Wisconsin Supreme Court Candidates Clash on Issues Key to Menominee County
Taylor's April 7 win locks in a 5-2 liberal Wisconsin Supreme Court majority, just as a ruling on Menominee tribal sovereignty at Legend Lake awaits.

Chris Taylor's election to the Wisconsin Supreme Court last Tuesday will push the court to a 5-2 liberal supermajority, a result that carries direct consequences for the Menominee Indian Tribe's pending legal fight over land rights at Legend Lake.
Taylor, a Court of Appeals judge from Dane County, defeated conservative opponent Maria Lazar, also an appeals court judge, for the seat vacated by retiring Justice Rebecca Bradley. Taylor's victory is the fourth consecutive win for Democratic-backed candidates in the state's high court elections, locking the liberal majority in through at least 2030.
The debate that preceded Tuesday's vote, held April 2 in Milwaukee and hosted by WISN, made the philosophical stakes plain. Lazar described her judicial outlook as "originalism with a touch of textualism," a framework that tends to produce narrower readings of statutory protections for tribal sovereignty. Taylor accused Lazar of bringing a right-wing agenda to the bench and pointed to a Lazar appellate ruling that the court's current liberal majority had already overturned. The two also clashed sharply over abortion rights and recusal standards.
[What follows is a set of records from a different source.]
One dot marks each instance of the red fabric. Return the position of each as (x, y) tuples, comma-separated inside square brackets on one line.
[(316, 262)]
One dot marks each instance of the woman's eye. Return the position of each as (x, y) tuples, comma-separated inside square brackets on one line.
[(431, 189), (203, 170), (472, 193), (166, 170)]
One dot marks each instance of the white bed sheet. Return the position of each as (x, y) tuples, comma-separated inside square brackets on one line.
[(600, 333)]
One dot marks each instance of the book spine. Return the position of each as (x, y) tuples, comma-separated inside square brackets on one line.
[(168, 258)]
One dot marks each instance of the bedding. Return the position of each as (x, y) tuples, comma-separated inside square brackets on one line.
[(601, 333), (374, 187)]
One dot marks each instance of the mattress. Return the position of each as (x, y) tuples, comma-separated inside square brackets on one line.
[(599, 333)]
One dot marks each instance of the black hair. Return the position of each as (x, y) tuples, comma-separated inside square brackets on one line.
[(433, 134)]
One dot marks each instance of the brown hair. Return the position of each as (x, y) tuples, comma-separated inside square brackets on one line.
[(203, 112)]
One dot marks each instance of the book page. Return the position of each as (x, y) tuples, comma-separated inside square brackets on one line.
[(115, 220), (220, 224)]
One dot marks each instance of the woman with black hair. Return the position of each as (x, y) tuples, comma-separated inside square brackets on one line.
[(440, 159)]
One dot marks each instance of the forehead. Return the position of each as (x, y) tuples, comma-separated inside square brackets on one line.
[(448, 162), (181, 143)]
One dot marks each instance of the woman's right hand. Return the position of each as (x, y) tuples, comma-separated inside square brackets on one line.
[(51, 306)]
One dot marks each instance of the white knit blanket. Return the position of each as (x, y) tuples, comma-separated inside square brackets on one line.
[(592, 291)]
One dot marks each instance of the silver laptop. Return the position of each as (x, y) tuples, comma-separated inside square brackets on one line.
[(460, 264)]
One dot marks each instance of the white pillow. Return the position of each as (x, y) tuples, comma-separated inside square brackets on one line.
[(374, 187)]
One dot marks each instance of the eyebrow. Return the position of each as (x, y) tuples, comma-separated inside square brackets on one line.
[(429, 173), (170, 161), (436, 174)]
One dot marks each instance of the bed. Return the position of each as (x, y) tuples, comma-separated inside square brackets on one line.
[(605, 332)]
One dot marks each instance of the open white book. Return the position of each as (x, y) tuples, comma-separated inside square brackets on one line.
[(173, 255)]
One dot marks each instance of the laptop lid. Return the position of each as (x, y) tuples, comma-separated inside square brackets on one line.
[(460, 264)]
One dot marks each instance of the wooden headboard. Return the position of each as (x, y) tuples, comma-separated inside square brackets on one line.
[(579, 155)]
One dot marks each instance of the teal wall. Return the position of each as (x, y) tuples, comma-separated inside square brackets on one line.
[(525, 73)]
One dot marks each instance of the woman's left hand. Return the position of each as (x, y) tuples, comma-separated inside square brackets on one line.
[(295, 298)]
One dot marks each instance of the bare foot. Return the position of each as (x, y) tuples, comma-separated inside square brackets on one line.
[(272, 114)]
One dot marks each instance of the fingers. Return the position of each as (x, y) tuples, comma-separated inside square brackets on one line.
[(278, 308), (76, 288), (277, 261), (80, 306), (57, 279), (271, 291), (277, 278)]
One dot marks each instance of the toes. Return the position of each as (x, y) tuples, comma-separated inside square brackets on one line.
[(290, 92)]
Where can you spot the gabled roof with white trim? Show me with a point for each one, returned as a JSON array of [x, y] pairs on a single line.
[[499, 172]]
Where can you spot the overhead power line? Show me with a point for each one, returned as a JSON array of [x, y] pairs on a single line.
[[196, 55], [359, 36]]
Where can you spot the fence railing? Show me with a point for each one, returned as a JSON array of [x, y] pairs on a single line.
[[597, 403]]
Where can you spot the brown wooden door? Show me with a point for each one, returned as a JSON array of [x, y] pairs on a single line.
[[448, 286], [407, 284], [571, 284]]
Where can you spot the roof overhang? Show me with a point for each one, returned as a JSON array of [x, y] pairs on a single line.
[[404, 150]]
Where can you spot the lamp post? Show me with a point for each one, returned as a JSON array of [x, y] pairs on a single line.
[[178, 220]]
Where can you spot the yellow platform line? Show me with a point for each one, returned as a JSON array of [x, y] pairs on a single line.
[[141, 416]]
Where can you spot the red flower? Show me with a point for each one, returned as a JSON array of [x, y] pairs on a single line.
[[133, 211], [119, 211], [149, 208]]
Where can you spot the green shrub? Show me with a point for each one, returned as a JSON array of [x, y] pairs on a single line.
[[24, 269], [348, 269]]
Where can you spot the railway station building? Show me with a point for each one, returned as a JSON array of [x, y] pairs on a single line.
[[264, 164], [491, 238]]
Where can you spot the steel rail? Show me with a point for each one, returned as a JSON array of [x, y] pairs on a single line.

Those competing philosophies translate into something concrete for Menominee County. The Wisconsin Supreme Court heard oral arguments on October 13 in Legend Lake Property Owners Association v. Keshena, a case asking whether the Menominee Indian Tribe waived its sovereign immunity when it purchased residential lots at Legend Lake that came with restrictive covenants, including one purporting to require any buyer to waive immunity in state court. The Menominee County Circuit Court had sided with the tribe, ruling the lawsuit violates tribal sovereignty. The property owners association appealed. A decision is still pending.

The dispute has deep historical roots. After the federal government terminated the Menominee Tribe's recognized status in 1954, roughly 5,000 acres of tribal forest were opened to residential development, creating the Legend Lake resort community. The tribe's legal restoration through the Menominee Restoration Act in 1973 reinstated its sovereignty. The tribe argues that law preempts any covenants written after its passage and that its own constitution bars waiving immunity in state court. During October oral arguments, several justices appeared sympathetic to that position.
Taylor's win reshapes what comes after. Cases involving tribal taxation authority, the scope of state law enforcement jurisdiction on the Menominee reservation, and abortion-related restrictions already working through state courts represent the next wave of litigation the newly aligned 5-2 court will face. Each question hinges on how justices read statutes, weigh federal preemption, and treat tribal sovereignty as a baseline principle. Under "originalism with a touch of textualism," those readings tend to cut narrower; under the majority now secured through at least 2030, they are likely to run broader, with the balance of state and tribal authority across the reservation hanging in the difference.